ICMP Attacks???????

danny@genuity.net said:

Aug 15 20:04:45.087 MST: %SEC-6-IPACCESSLOGDP: list 199 permitted icmp (Fddi6/0 0060.7017.a188) -> (0/0), 1 packet

I'm pretty sure this is a new feature. Wow. Useful. That's exactly
what I wanted. Given you are doing this I take it it's in 11.1.11CA1.

Hope I haven't overlooked something obvious here .. but I'm sure that
if a did someone will "enlighten" me :wink: Of course, the one obvious
thing I didn't mention is that if everyone were to deploy ingress
filtering, this would be much, much easier to control.

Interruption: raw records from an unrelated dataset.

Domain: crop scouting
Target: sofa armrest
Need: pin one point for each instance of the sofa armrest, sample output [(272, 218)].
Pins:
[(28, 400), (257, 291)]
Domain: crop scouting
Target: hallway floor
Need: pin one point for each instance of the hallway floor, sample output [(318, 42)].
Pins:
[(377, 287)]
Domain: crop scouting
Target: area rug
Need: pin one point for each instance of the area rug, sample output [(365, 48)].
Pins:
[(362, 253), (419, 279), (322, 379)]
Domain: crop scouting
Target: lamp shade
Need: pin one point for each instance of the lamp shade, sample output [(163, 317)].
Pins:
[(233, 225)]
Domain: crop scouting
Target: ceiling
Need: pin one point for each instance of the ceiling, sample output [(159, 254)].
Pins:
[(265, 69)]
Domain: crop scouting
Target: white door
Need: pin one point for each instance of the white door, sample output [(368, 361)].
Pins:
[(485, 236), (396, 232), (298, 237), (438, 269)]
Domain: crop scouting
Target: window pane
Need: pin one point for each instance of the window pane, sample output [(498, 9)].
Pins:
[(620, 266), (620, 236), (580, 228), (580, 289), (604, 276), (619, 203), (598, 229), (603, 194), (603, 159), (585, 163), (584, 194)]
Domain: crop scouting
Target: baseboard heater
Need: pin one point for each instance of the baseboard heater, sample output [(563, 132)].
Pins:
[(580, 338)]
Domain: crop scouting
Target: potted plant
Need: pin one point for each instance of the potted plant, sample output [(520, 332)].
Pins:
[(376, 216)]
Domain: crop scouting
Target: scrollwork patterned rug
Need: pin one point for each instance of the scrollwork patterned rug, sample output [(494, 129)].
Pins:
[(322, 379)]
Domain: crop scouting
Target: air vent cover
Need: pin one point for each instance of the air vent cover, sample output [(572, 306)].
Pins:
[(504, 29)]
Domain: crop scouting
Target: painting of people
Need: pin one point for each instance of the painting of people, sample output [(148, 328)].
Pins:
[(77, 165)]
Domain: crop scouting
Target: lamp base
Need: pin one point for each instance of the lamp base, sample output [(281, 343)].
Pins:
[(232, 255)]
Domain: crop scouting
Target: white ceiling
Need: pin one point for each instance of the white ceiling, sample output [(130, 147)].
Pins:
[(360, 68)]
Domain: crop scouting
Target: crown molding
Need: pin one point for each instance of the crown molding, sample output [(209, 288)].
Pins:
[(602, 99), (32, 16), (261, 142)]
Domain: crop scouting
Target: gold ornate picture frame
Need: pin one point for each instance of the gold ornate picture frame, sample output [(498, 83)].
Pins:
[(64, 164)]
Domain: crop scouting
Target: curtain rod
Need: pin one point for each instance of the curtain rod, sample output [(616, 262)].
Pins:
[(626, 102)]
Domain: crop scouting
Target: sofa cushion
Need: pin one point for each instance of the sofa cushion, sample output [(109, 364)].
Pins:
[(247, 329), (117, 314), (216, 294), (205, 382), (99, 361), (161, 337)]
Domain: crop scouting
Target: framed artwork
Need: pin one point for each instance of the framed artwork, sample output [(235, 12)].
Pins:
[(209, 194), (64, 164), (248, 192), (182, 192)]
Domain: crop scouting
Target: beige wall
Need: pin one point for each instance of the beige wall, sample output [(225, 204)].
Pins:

The other nice solution would be an inverse traceroute that went
back to each router in turn, passing it a bit of BPF saying "where
are you getting packets like this from please?". If such a protocol
existed, this would allow trace back to source (or at least trace
back to the point where the protocol wasn't supported) which would
automate most of the tracking and reduce the need to persuade
NOCs to cooperate. There are obviously security concerns in allowing
3rd parties to remotely apply packet tracking in your network, but
I'm sure with a cold flannel applied to forehead these could be
worked through. RFC time anyone?

Alex Bligh
Xara Networks

I think UUNet has a tool similar to this that they use internally.